At the time of writing, Apple hadn’t released a public statement or responded to a request for comment sent by Digital Trends.
Shortly after Pocket Casts was pulled from the App Store, another podcast app, Castro Podcasts was taken down in China as well. The team behind Castro Podcasts said it wasn’t offered any specifics by Apple and suspects it was likely because of its “support of the protests in the Discover tab.” In a tweet, Castro Podcasts claimed the Chinese market represented 10% of its total base but a “much smaller percent” of its paid subscriber base.
Pocket Casts confirmed that it’s in touch with Castro but at this stage, they aren’t “working together beyond that.”
“No specifics were requested, we were just linked to cac.gov.cn, which has no apparent version written in English and told we had illegal content up in China,” said general manager Jesse Herlitz, in a statement emailed to Digital Trends.
On several occasions in the past, Apple has stepped over the lines of freedom of speech and conformed to China’s censorship requests. In October 2019, the company took down the news app Quartz as it was actively covering the Hong Kong protests. Both the Quartz app and website to date are still not available in China.
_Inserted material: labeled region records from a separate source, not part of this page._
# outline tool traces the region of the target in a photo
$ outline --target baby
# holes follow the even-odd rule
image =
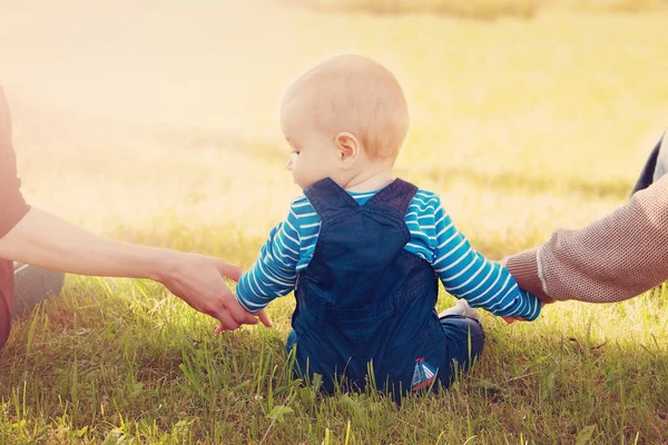
[[[257,313],[294,290],[287,350],[295,372],[403,395],[455,374],[481,353],[477,319],[439,317],[439,279],[472,307],[532,320],[539,300],[473,250],[438,195],[393,176],[409,129],[404,93],[375,61],[341,56],[287,90],[287,169],[304,190],[236,288]]]

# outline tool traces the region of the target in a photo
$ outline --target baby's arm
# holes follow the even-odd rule
[[[540,300],[521,289],[505,267],[473,250],[454,227],[439,200],[435,208],[436,248],[432,263],[445,290],[502,317],[536,319]]]
[[[253,267],[239,279],[236,297],[250,313],[257,313],[274,298],[289,294],[297,279],[299,233],[295,211],[272,229]]]

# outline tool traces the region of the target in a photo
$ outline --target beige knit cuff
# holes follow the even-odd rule
[[[543,290],[543,284],[538,271],[538,249],[521,251],[503,259],[502,264],[524,290],[536,295],[544,303],[554,303]]]

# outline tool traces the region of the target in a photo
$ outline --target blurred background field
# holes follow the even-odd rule
[[[662,0],[10,0],[0,2],[0,82],[12,105],[19,172],[31,204],[118,239],[248,267],[299,192],[284,168],[289,148],[278,128],[282,91],[331,55],[373,57],[396,75],[410,103],[412,127],[397,175],[440,192],[474,247],[498,259],[628,199],[668,127],[666,23]],[[230,398],[215,414],[178,367],[188,354],[200,354],[193,338],[209,346],[238,343],[226,349],[242,364],[238,384],[244,369],[262,375],[254,348],[269,348],[266,363],[284,365],[279,340],[288,329],[289,298],[272,308],[272,334],[254,328],[223,339],[209,338],[212,322],[166,298],[150,285],[70,278],[65,303],[19,324],[0,353],[2,437],[237,443],[261,442],[269,432],[272,443],[320,443],[331,428],[332,443],[343,441],[353,408],[340,404],[347,402],[322,402],[317,414],[283,399],[293,409],[291,428],[263,416],[272,406],[254,397],[271,388],[228,394],[223,388],[232,377],[222,372],[218,386],[209,385]],[[153,307],[153,300],[166,303]],[[392,428],[374,433],[355,424],[355,443],[436,443],[439,434],[442,443],[472,436],[470,443],[574,443],[582,431],[595,443],[666,443],[668,387],[666,378],[654,378],[668,372],[665,301],[656,294],[617,306],[564,304],[548,307],[536,324],[511,327],[485,317],[492,339],[487,362],[461,392],[415,402],[401,414],[389,411],[400,419]],[[450,303],[444,296],[440,305]],[[105,337],[106,313],[122,325],[122,335],[109,337],[116,340]],[[42,323],[51,335],[37,340],[30,329]],[[158,325],[170,326],[165,346],[147,339]],[[82,328],[90,329],[85,344],[77,334]],[[31,342],[43,346],[42,358]],[[605,342],[596,352],[573,346]],[[100,348],[109,354],[96,354]],[[212,354],[227,369],[228,355]],[[79,362],[72,366],[73,357]],[[137,357],[169,369],[169,377],[132,374]],[[561,365],[551,362],[556,357]],[[71,385],[78,369],[78,384],[98,387],[85,372],[109,366],[106,360],[116,360],[118,393],[101,387],[95,396]],[[527,376],[512,380],[514,372]],[[513,397],[500,405],[471,389],[504,382],[512,382],[505,386]],[[137,383],[156,393],[130,397]],[[627,385],[642,390],[629,396]],[[23,398],[26,422],[16,426],[21,416],[14,405],[28,387],[35,397]],[[543,394],[537,388],[547,395],[537,396]],[[116,403],[108,418],[95,415],[102,396]],[[158,402],[159,415],[153,411]],[[433,409],[446,414],[432,424]],[[245,411],[258,417],[242,416]],[[474,425],[471,412],[480,419]],[[527,415],[532,423],[522,421]],[[143,425],[143,416],[161,419],[144,436],[132,426]],[[215,436],[216,416],[234,431],[222,427]],[[401,422],[420,422],[422,429]],[[81,435],[70,434],[85,426]],[[188,434],[183,438],[174,428]]]

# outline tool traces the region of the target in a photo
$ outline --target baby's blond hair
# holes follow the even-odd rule
[[[362,56],[337,56],[301,76],[285,103],[306,100],[321,130],[348,131],[372,159],[396,158],[409,131],[409,107],[396,78]]]

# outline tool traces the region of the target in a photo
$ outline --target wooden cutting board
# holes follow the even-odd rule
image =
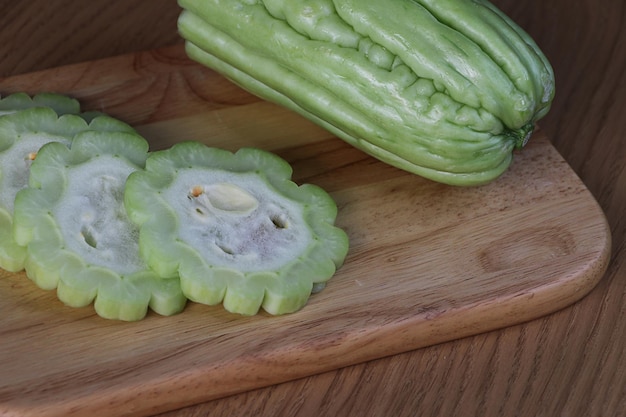
[[[336,199],[345,265],[301,311],[189,304],[107,321],[0,273],[0,414],[146,415],[549,314],[602,277],[598,204],[538,131],[499,180],[436,184],[382,164],[189,61],[180,46],[0,80],[133,124],[153,149],[199,140],[276,152]]]

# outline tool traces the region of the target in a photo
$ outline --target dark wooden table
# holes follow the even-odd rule
[[[523,325],[165,415],[626,415],[626,3],[494,3],[555,68],[556,100],[540,124],[608,218],[605,277]],[[181,41],[174,0],[0,0],[0,10],[0,77]]]

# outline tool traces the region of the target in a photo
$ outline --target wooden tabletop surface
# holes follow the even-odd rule
[[[540,125],[612,233],[611,262],[596,288],[525,324],[162,416],[625,415],[626,5],[494,3],[555,68],[556,99]],[[0,10],[0,77],[181,42],[174,0],[0,0]]]

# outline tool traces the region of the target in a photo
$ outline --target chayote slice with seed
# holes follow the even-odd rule
[[[16,96],[23,99],[23,95],[15,94],[4,100]],[[63,96],[55,97],[61,103],[57,107],[62,108],[65,103]],[[26,102],[54,104],[51,99],[28,100]],[[65,107],[70,106],[66,104]],[[13,239],[13,201],[16,193],[28,184],[30,166],[39,148],[49,142],[69,146],[74,135],[87,130],[134,131],[126,123],[106,115],[94,114],[88,118],[83,114],[59,115],[51,107],[27,107],[0,116],[0,268],[10,272],[24,268],[25,248]]]
[[[177,278],[164,279],[139,256],[138,230],[123,202],[128,175],[144,167],[147,141],[136,133],[89,130],[71,146],[44,145],[29,186],[15,197],[14,236],[26,246],[26,274],[72,307],[94,303],[108,319],[142,319],[148,308],[180,312]]]
[[[342,265],[348,237],[330,195],[291,175],[259,149],[183,142],[154,152],[124,193],[143,258],[179,276],[192,301],[242,315],[299,310]]]

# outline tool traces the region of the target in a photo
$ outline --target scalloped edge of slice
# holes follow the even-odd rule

A month later, Apple also removed HKmap.live, a crowdsourced mapping app that was being employed by Hong Kong protesters to flag the live locations of police and street closures. In a statement, Apple CEO, Tim Cook defended the takedown by arguing the app was being “used in ways that endanger law enforcement and residents in Hong Kong.” “The app displays police locations and we have verified with the Hong Kong Cybersecurity and Technology Crime Bureau that the app has been used to target and ambush police, threaten public safety, and criminals have used it to victimize residents in areas where they know there is no law enforcement,” he added.